Yancey also authored a bill to prohibit the expansion of casino gaming in Mississippi. The bill died in committee. He also authored a bill to amend the Mississippi constitution to prohibit abortions. That bill also died in committee.

In 2009, he co-sponsored a bill to require random nicotine testing of Medicaid recipients. That bill died in committee.

Yancey voted against a cigarette tax. "Raising the tax on cigarettes only increases the size of government and it doesn't solve the cigarette problem. If you raise the cigarette tax you might as well raise the soft drink tax or potato chip tax because they are bad for you, and where do you draw the line," he said.

Yancey has referred to himself and fellow GOP freshman Senators Chris McDaniel of Ellisville and Michael Watson of Pascagoula as "The Three Amigos".

===2011 state treasurer campaign===
Yancey said General Harold Cross "planted a seed in my head" about running for Treasurer in Summer 2010. Describing himself as "one of the few fiscal conservatives in the senate and the house," Yancey was spurred to run for Treasurer "out of a sense of growing frustration being in the Mississippi Senate" and out of concern "about the direction our state is going financially." In January 2010, Yancey announced he would run for State Treasurer. "I'm not a politician, I'm a child of God. I look at public service as a calling and I didn't want to look back with regret for something I felt the Lord was calling me to do," Yancey said.

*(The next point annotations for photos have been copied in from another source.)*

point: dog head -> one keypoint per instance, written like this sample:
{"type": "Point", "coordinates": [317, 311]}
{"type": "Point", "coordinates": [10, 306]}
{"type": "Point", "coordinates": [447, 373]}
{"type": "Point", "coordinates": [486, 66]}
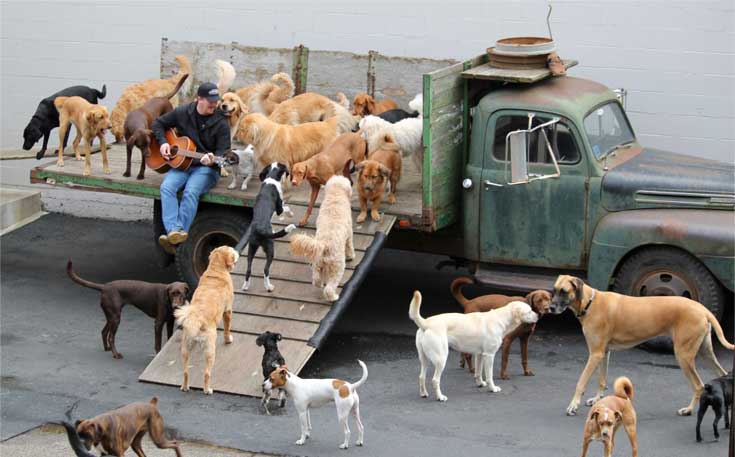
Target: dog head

In the Republican primary on August 2, 2011, Yancey faced Lynn Fitch, then head of the State Personnel Board, and Lucien Smith, a former budget advisor to Governor Haley Barbour in the GOP Primary. Yancey received endorsements from President of the American Family Association Donald Wildmon, the Mississippi Federation for Immigration Reform and Enforcement, and U.S. Congressman Gregg Harper. No candidate received a majority, but Fitch and Yancey polled the highest, with 37.65% and 33.45% respectively.

A runoff election was held August 23, 2011, involving only Fitch and Yancey. Yancey was defeated, with 73,076 votes to Fitch's 82,930.

===State House of Representatives===
In 2019, Yancey successfully ran for the Mississippi House of Representatives receiving 77.36% of the vote.

==Family and personal life==
In 1992, Yancey married Courtney Fagan. They have two children.Yancey and his family reside in Brandon. Yancey's father-in-law, Julian Fagan, was a punter for the New Orleans Saints.

Yancey is a member of Bay Springs Baptist Church. He is also a marathon runner.